Summary and Analysis
Michael Sandel has done it again, this time, in his auditorium setting at Harvard University. He invites the public into his undergraduate lecture through the recordings provided online at JusticeHarvard.org. In this work, episode 1 The Moral Side to Murder and episode 2 Putting a Price Tag on Life will be summarized and analyzed as it is also put to use in a local situation. Both of these lectures evolve around one theory: the theory of Utilitarianism. Utilitarianism is basically described as the greatest good for the greatest number. Both episodes are broken into two parts. Episode 1 is broken into part one: the moral side of murder. He dives into the possibility of having to choose whether five workers should die by hitting them with a trolley car, whose brakes do not work, or steering and choosing to hit and kill one worker on the sidetrack.

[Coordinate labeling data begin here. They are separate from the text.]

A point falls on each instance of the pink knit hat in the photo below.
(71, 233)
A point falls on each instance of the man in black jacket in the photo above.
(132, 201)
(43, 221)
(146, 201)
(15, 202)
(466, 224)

The second part is titled The Case for Cannibalism. In this part, Sandel explores the outcome of the trial case of the Queen vs Dudley and Stephens. Dudley and Stephens were charged with murder after killing their cabin boy, Richard Parker, and then eating his body to survive. Episode 2, also broken down into 2 parts, is appropriately titled “Putting a Price Tag on Life”. Part one, Putting a price tag on life, takes Jeremy Bentham’s theory of Utilitarianism and applies it to cost-benefit analysis. Part two is titled “How to Measure Pleasure”. In this section he introduces JS Mill, a utilitarian philosopher who attempts to defend utilitarianism against the objections raised by critics of the doctrine.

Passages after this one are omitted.